Alex & others: I personally think a consumption tax (the Fair Tax Act) would be great - more than great - for many reasons! I would recommend the quintessential "FairTax Book" by radio's Neal Boortz to anyone who hasn't read it yet and who's interested in US economics. It's a pretty easy read and it makes a pretty strong case for the whole idea.

Jim Fleming

What kind of judges would Ron Paul appoint? This is key.


Another blog that I read said something interesting about the appointment of judges to the Supreme Court and Roe v. Wade. Here...let me find it...

...ok, here we go...




I know that supreme court appointments are really the only way a pres would have any kinda control over the issue of abortion in our country, and I honestly believe Ron Paul would appoint very conservative (i.e. pro-life) people if the chance arose. Although he has a (strangely appealing?) Libertarian streak, I have no doubt in Ron Paul being a conservative.

Jeff, I'm glad you posted that link, as that guy pretty much spelled out what I've been thinking for a few years now. Jim how would you respond to that? I suppose a man's stance on abortion is a fairly clear picture of that man's desire for godliness or lack thereof, but as far as what that man says he's gonna do about abortion once he's in office... isn't that all kinda arbitrary and hollow since, in truth, that guy cannot really do anything different than any other pres before him - which is to appoint like-minded judges? Although, I guess this is the best we can hope for when we're casting our ballots... hmmmmm

Jim Fleming

(1) Judicial appointments are profoundly important. But making good appointments is not easy - Souter (called by the press the "stealth justice") comes to mind. The deck is stacked against a "pro-life" position, so let's seize every advantage, including a President who will appoint judges who see that a woman's right to privacy does not include a license to murder.
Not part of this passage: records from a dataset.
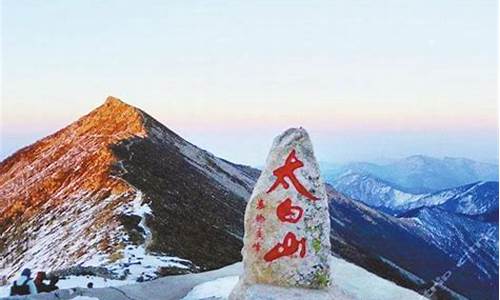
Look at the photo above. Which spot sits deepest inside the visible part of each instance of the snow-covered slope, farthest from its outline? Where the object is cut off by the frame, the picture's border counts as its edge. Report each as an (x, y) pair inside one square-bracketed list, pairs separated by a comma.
[(423, 174), (113, 194), (373, 191), (475, 199), (457, 235), (419, 247), (350, 282), (472, 199)]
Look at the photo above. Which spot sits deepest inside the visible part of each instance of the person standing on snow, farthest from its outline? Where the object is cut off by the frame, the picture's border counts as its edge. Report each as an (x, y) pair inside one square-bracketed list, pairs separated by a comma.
[(24, 285)]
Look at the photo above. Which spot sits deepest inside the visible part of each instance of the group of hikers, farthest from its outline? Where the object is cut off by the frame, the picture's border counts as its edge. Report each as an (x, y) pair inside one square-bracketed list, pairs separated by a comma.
[(26, 285)]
(2) The pulpit power of the Presidency is no small thing, a power that Kennedy and Reagan mastered and used well. I would love to have a President thunder, not "tear down this wall," but "stop this abomination." I would love to have a President fuel our national aspiration not to just take life to the moon, but to fiercely defend life at its place of origin. True enough, the President doesn't write the laws. But he has great power to galvanize a people, to stir us to defend the sanctity of life. Oh, for a President with enough grit to rebuke a nation that has compromised its most precious of commitments - "We hold these truths to be self-evident, that all men are created equal, that they are endowed by their Creator with certain unalienable Rights, that among these are Life, Liberty and the pursuit of Happiness."